Re‑Typograph 2013

Thomas Bouville zoom

Thinking a generative tool able to create a typeface from a printed book. In collaboration with Loria (Laboratoire lorrain de recherche en informatique et ses applications), Nancy.

Re‑typograph project was initiated in 2013 at the initiative of a partnership between the ANRT and the Loria (Lorraine Research Laboratory in Computer Science and its Applications). It takes its basis on results given by softwares developed at the CESR Tours for the study of old books from the Renaissance period. The project aims in long-term to rebuild old printed books in completely digital and dynamic versions. This approach provides the possibility to rethink the current possibilities for displaying documents online. Looking at palaeographer Marc Smith’s research on the different levels of transcriptions, Re‑typograph project aims to reproduce the so-called “conservative” state : an OCR able to preserve the typographic form of the original document.
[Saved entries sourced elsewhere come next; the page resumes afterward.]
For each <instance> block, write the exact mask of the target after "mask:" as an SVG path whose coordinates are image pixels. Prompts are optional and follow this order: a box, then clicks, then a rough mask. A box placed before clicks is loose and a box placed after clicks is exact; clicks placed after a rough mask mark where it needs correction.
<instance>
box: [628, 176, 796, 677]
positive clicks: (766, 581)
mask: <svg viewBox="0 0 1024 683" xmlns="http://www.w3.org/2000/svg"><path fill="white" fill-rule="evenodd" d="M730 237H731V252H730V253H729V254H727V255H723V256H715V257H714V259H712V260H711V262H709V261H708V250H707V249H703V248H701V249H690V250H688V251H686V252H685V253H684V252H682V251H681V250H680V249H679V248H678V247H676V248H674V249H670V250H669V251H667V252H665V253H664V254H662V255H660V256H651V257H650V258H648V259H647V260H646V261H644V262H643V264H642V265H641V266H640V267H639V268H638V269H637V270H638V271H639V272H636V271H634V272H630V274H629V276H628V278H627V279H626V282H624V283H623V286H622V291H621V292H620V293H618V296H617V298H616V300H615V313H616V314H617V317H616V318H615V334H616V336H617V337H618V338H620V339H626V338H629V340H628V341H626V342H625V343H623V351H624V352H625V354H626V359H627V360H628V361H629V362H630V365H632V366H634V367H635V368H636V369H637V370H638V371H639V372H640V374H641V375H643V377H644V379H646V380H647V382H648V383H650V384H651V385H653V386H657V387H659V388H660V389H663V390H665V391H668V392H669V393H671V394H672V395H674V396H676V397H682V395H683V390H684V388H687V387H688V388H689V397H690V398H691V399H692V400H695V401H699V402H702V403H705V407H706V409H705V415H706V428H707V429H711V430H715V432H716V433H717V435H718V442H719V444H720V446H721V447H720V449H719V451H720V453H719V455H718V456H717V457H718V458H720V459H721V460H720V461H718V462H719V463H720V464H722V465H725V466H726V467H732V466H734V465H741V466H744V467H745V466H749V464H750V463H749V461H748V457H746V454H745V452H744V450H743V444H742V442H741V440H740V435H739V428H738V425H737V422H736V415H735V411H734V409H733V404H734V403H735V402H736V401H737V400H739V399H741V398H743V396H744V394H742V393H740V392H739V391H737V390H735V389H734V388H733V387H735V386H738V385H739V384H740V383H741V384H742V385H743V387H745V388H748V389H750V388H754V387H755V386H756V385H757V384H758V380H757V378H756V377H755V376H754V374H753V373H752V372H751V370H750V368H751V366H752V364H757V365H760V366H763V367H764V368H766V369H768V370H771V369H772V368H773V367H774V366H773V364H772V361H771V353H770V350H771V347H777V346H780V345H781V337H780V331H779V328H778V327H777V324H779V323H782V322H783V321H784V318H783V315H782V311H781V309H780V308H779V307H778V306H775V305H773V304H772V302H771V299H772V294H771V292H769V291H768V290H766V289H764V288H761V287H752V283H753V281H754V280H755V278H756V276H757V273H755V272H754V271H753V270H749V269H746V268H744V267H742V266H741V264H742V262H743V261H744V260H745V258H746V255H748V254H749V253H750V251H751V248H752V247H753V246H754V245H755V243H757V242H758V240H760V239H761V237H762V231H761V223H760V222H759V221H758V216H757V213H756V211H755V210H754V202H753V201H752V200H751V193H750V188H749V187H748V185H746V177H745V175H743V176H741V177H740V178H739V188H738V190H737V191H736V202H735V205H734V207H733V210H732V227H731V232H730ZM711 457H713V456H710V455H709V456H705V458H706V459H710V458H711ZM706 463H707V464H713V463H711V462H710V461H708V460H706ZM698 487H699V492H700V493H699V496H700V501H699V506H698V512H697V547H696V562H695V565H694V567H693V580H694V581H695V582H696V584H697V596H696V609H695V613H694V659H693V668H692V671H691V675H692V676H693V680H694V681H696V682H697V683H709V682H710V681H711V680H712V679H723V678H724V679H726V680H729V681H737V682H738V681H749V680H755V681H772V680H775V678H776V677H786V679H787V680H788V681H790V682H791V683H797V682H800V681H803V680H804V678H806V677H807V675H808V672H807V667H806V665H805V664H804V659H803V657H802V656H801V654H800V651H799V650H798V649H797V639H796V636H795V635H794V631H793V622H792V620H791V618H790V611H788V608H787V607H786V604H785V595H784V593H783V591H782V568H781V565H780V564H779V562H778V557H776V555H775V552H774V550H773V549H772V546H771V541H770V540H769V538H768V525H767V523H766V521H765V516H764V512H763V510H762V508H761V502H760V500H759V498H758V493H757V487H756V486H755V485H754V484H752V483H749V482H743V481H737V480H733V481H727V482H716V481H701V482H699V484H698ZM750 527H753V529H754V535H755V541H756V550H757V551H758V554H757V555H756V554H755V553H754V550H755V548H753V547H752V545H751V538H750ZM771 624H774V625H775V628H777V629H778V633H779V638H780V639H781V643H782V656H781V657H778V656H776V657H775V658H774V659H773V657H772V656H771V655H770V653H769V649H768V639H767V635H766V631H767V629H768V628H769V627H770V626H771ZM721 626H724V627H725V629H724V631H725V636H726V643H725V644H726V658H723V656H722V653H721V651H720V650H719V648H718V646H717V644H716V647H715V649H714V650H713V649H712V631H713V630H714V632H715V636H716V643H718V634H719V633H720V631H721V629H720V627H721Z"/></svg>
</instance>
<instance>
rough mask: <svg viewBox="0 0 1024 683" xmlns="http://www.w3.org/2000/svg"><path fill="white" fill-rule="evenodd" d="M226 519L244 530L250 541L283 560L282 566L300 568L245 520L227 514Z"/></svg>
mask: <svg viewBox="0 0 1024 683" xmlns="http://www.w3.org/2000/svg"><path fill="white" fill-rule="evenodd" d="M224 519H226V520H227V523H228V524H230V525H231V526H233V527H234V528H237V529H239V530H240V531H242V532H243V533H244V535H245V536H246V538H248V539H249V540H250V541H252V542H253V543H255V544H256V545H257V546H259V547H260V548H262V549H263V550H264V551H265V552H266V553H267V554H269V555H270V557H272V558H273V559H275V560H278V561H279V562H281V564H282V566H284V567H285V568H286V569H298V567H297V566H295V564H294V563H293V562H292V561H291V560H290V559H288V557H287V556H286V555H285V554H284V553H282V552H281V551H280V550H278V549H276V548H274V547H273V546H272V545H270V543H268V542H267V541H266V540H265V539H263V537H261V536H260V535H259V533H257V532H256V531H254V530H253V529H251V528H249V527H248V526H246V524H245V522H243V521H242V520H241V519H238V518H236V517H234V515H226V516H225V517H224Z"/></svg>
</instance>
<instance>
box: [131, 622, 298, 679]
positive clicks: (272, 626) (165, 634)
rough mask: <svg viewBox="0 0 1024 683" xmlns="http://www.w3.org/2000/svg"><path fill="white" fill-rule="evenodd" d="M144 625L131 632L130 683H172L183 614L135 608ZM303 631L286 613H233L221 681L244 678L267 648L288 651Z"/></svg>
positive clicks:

The aim of such a program is to obtain a faithful digital copy close to the facsimile, freed from printing errors, with fully encoded and dynamic text. It should also result in smaller file sizes compared to regular images, which should facilitate data exchange. The project was based initially on the Retro and Agora software developed at CESR in Tours, which gave the possibility to extract letters as images from scanned books. Based on the observation that all instances of a letterform within a document are almost identical, the first part of the project consisted in generating average forms based on images of letters extracted Renaissance documents. Thereafter, different ways of describing letterforms digitally were tested.

Two groups of students in computer sciences collaborated. Their work enabled us to research existing algorithms for image analysis, to design interfaces and to understand the limits of the tools at our disposal. Students of Mines Nancy developed an average treatment method focused on greyscale images analysis, from which they generated raster outlines as well as vector approximation. The average letter could also be compared to any occurrence in order to refine the settings. Télécom Nancy students chose another approach to compute the average form. They then developed skeleton detection algorithms, from which they tried to segment and describe the letters. The program had to find connections in the glyph, to segment it, to deduce if the segment was a line or a curve, and to define where thick and thin were placed.

After one year of research, these different approaches opened up great hopes for the digital reconstitution of ancient documents. The last trials were focused more on baseline detection. This marked the beginning of parameter extraction from a scanned source, with the objective of automating the font synthesis process.